This paper addresses the challenge of simultaneously achieving revenue optimality, truthfulness, and verifiability under matroid feasibility constraints in single-dimensional auctions—a problem for which Akbarpour & Li (2020) established an impossibility result under infinite communication. We propose a two-round Delayed Revelation Auction (DRA) and its ascending variant (ADRA), leveraging blockchain infrastructure and cryptographic commitment schemes. Under α-strongly regular value distributions, we rigorously prove that both mechanisms satisfy incentive compatibility, verifiability (i.e., tamper-proof on-chain verification), and asymptotically optimal revenue. To our knowledge, this is the first work to systematically integrate distributed ledger technology and cryptographic commitments into matroid-constrained auction design, achieving all three properties with bounded communication complexity. Furthermore, we extend ADRA to arbitrary value distributions while preserving low communication overhead. Our results broaden the theoretical foundations and practical applicability of delayed revelation mechanisms to multi-dimensional feasible domains.

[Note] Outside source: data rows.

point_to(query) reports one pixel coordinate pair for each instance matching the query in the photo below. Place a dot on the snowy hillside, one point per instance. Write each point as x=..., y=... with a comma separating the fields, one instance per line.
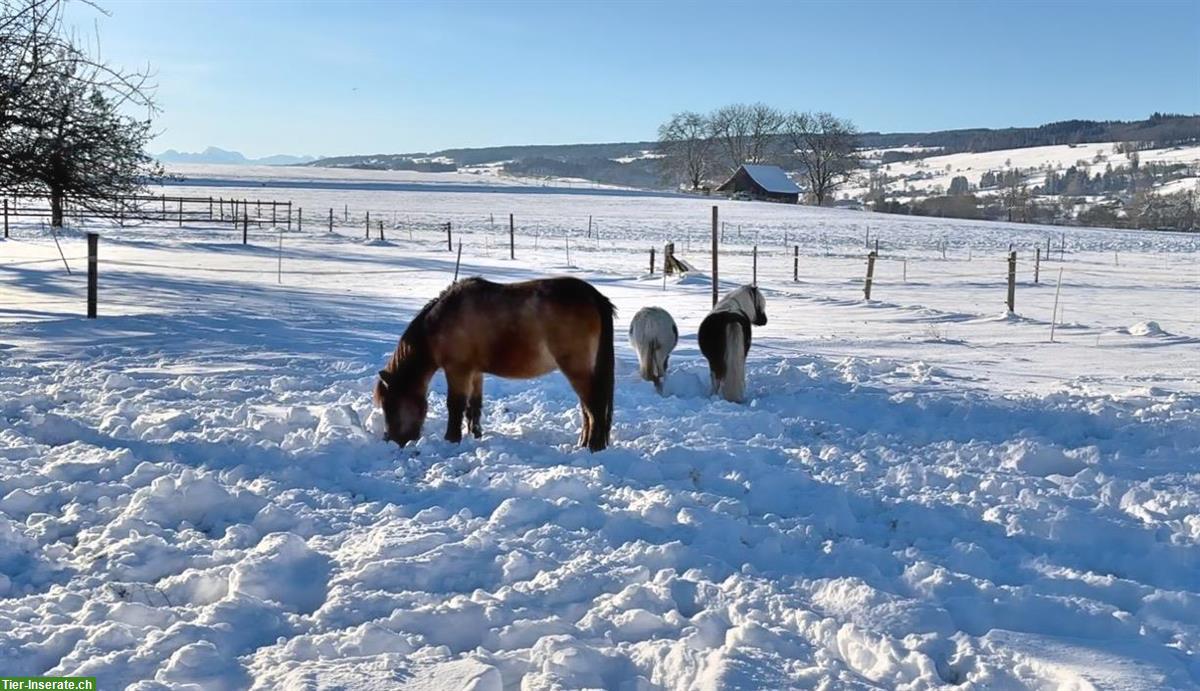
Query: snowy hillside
x=921, y=491
x=934, y=174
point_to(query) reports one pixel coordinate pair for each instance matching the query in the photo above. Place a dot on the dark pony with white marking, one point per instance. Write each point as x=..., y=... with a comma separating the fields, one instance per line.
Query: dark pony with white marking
x=513, y=330
x=725, y=338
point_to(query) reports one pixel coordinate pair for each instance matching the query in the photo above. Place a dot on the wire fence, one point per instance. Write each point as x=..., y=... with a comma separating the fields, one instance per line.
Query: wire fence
x=814, y=263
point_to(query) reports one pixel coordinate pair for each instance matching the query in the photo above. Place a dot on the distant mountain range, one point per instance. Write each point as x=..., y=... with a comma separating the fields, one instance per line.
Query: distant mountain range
x=214, y=155
x=633, y=163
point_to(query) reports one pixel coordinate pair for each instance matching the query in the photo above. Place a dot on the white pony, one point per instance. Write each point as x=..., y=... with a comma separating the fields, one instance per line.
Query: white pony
x=653, y=335
x=725, y=338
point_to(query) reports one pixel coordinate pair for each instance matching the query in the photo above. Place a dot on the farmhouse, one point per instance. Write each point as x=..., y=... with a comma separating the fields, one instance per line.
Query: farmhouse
x=767, y=182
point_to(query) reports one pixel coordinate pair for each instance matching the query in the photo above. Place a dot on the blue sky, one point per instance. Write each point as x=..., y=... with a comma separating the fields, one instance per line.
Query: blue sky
x=267, y=77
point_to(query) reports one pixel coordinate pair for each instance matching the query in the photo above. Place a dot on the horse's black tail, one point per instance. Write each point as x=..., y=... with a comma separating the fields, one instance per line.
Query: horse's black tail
x=603, y=376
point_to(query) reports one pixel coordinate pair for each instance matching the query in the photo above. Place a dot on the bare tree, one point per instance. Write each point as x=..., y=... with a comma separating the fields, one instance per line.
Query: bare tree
x=827, y=149
x=65, y=128
x=747, y=133
x=685, y=143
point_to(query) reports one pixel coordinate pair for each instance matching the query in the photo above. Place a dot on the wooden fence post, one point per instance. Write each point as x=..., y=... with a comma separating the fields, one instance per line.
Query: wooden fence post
x=1012, y=282
x=1054, y=317
x=93, y=272
x=870, y=275
x=715, y=250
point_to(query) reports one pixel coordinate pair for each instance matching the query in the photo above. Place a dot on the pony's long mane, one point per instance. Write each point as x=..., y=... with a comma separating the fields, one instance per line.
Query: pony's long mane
x=413, y=353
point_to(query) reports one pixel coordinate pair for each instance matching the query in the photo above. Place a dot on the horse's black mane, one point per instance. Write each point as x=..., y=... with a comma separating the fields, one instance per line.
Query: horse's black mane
x=414, y=342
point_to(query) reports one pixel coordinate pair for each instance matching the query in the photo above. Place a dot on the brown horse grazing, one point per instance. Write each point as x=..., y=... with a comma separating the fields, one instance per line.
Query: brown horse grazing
x=514, y=330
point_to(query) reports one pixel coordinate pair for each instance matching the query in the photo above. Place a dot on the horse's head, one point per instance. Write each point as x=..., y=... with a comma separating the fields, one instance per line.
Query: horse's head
x=760, y=307
x=402, y=398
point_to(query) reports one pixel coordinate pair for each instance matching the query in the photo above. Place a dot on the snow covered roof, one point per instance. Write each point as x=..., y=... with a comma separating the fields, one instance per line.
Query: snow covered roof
x=771, y=178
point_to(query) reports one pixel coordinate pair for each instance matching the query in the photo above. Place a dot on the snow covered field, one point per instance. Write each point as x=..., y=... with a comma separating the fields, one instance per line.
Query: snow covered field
x=922, y=490
x=1089, y=157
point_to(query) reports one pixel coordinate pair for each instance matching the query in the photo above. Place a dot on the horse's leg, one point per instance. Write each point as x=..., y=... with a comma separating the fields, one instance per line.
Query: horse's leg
x=457, y=389
x=585, y=425
x=579, y=373
x=475, y=406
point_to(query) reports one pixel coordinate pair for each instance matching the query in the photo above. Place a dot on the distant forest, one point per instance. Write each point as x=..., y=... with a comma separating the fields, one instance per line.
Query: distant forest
x=1161, y=130
x=594, y=161
x=597, y=162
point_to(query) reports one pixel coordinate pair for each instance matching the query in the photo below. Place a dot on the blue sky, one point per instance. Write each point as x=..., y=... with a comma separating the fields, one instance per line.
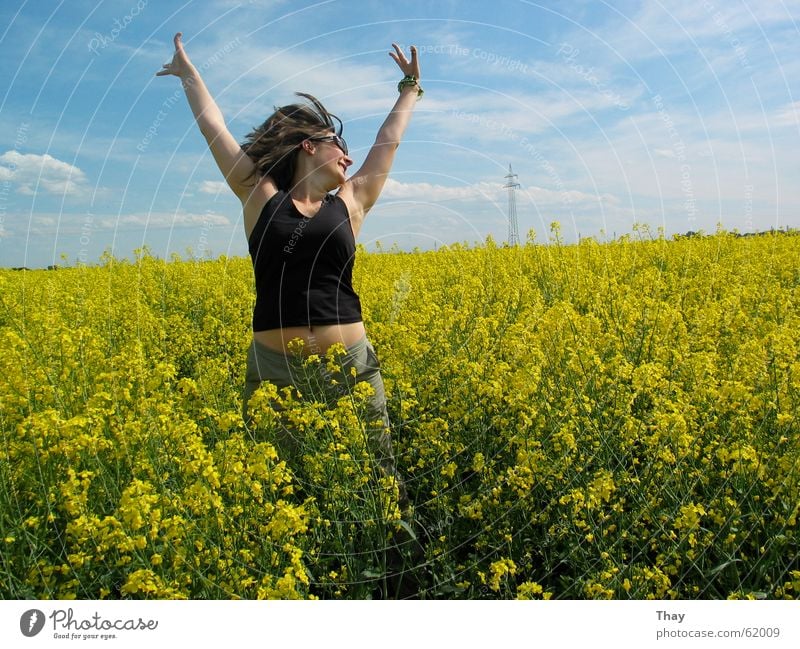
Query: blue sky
x=679, y=115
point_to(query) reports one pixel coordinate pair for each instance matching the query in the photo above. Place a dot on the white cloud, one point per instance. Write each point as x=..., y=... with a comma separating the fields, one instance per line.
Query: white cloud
x=32, y=173
x=489, y=191
x=213, y=187
x=162, y=220
x=788, y=115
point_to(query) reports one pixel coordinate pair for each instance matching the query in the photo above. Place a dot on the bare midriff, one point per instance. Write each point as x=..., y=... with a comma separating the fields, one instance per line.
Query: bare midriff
x=317, y=338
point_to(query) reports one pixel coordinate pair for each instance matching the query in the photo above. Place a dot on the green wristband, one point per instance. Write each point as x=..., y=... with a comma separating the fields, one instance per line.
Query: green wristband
x=410, y=80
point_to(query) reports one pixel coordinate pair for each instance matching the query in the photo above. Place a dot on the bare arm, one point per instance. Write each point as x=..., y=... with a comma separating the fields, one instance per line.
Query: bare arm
x=234, y=164
x=368, y=182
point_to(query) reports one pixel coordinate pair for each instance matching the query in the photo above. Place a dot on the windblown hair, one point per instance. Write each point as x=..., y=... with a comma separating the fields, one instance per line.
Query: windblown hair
x=274, y=146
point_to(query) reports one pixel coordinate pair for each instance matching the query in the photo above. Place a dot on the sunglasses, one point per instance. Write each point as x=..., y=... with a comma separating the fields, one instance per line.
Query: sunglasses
x=338, y=141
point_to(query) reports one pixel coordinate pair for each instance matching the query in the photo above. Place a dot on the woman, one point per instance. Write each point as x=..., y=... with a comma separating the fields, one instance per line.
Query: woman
x=302, y=238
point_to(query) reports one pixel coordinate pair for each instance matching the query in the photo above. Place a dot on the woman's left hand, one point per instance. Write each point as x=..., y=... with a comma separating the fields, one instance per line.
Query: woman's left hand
x=408, y=68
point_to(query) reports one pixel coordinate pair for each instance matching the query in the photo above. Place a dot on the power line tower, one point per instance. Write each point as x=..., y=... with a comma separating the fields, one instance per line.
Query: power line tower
x=511, y=185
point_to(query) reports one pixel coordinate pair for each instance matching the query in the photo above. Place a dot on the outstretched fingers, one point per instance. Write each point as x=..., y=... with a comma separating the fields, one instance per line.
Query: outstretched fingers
x=406, y=67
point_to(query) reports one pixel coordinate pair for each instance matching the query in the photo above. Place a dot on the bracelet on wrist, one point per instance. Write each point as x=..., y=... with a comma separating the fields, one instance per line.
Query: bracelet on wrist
x=410, y=80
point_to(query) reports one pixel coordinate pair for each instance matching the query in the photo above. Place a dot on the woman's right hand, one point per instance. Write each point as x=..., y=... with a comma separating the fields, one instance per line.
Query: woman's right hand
x=180, y=65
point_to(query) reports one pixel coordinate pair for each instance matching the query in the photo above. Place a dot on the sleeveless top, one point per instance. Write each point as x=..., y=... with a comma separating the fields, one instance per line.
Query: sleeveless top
x=303, y=266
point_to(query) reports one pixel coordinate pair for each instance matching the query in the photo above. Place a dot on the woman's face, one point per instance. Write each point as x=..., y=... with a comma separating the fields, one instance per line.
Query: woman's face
x=331, y=154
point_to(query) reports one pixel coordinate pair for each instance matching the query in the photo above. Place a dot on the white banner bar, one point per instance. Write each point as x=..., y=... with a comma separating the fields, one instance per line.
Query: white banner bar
x=399, y=625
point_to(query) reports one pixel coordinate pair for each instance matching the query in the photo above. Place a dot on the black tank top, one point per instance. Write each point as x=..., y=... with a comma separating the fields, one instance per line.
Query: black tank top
x=303, y=266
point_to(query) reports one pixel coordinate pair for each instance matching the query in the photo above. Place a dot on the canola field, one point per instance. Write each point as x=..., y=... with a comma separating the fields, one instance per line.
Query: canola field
x=615, y=420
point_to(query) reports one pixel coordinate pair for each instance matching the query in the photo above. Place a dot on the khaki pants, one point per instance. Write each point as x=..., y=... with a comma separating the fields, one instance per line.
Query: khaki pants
x=282, y=370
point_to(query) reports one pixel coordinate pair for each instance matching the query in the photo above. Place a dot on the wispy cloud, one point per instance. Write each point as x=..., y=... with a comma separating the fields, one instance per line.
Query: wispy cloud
x=30, y=173
x=162, y=220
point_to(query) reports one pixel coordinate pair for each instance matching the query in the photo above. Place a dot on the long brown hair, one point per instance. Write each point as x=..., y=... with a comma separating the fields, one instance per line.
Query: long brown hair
x=274, y=145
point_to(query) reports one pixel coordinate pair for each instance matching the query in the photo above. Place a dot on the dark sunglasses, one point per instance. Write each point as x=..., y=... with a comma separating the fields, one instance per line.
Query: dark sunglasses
x=338, y=141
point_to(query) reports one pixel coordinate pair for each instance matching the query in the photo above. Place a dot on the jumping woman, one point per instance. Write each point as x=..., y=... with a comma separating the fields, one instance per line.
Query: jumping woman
x=302, y=215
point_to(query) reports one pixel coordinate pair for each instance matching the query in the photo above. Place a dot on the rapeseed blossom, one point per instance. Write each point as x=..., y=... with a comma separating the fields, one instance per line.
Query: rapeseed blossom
x=613, y=420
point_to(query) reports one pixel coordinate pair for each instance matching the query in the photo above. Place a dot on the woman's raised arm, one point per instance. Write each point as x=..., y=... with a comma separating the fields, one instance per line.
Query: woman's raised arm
x=234, y=164
x=366, y=184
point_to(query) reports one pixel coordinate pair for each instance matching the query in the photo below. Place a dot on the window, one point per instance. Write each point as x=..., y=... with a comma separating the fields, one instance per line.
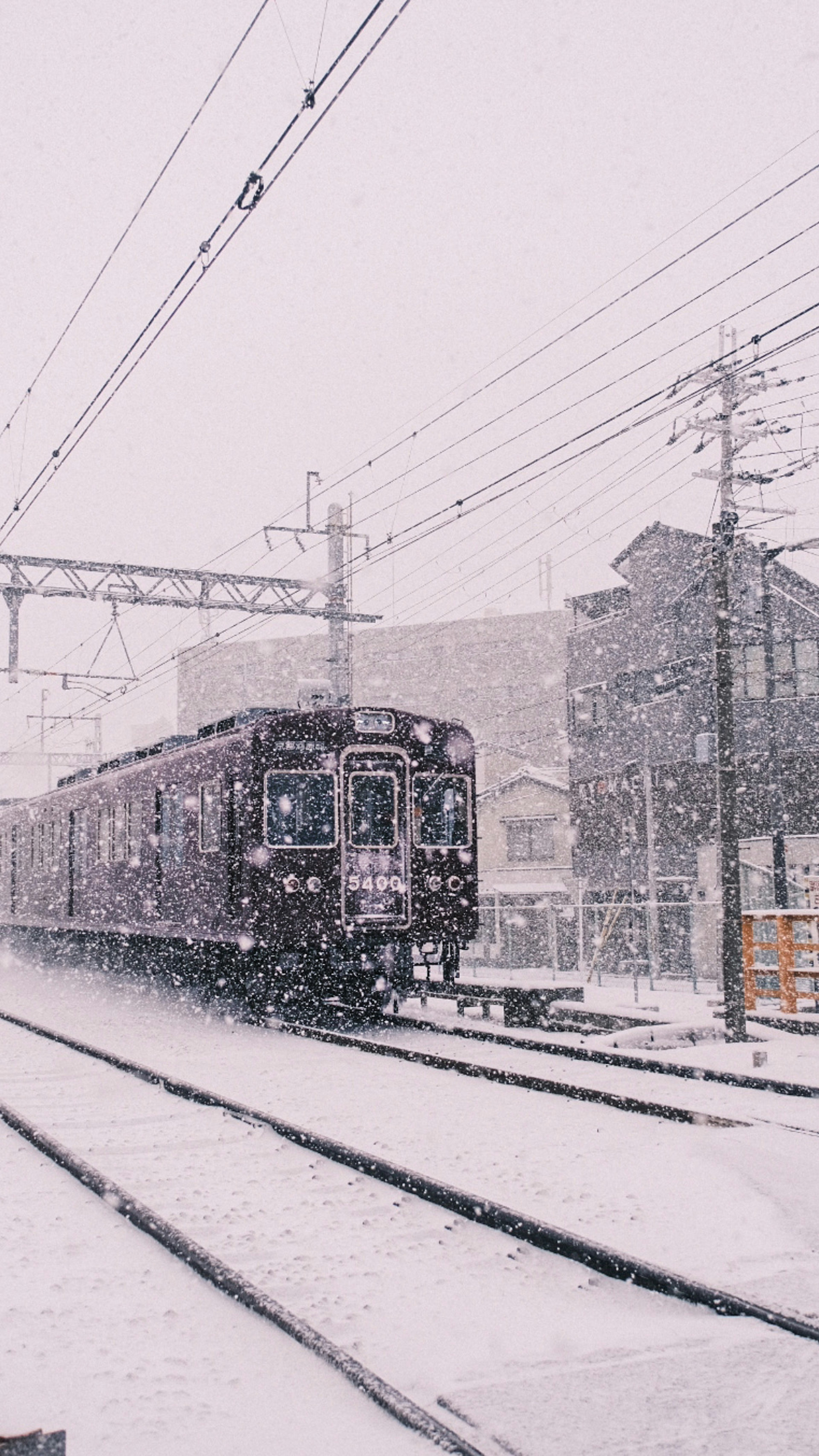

We consider a revenue-optimizing auctioneer in single-dimensional environments with matroid feasibility constraints. Akbarpour and Li (2020) argue that any revenue-optimal, truthful, and credible mechanism requires unbounded communication. Recent works (Ferreira and Weinberg, 2020; Essaidi et al., 2022; Chitra et al., 2024) circumvent their impossibility for the single-item setting through the use of cryptographic commitments and blockchains. We extend their results to matroid feasibility constraints. At a high level, the two-round Deferred-Revelation Auction (DRA) discussed by Ferreira and Weinberg (2020) and Chitra et al., (2024) requires each bidder to submit a deposit, which is slashed upon presenting verifiable evidence indicating a deviation from the behaviour prescribed by the mechanism. We prove that the DRA satisfies truthfulness, credibility and revenue-optimality for all matroid environments when bidders' values are drawn from $α$-strongly regular distributions for $α> 0$. Further, we argue that the DRA is not credible for any feasibility constraint beyond matroids and for any smaller deposits than suggested by previous literature even in single-item environments. Finally, we modify the Ascending Deferred-Revelation Auction (ADRA) for single-item settings proposed by Essaidi et al., (2022) for arbitrary bidder value distributions. We implement a deferred-revelation variant of the deferred-acceptance auction for matroids due to Bikhchandani et al., (2011), which requires the same bounded communication as the ADRA.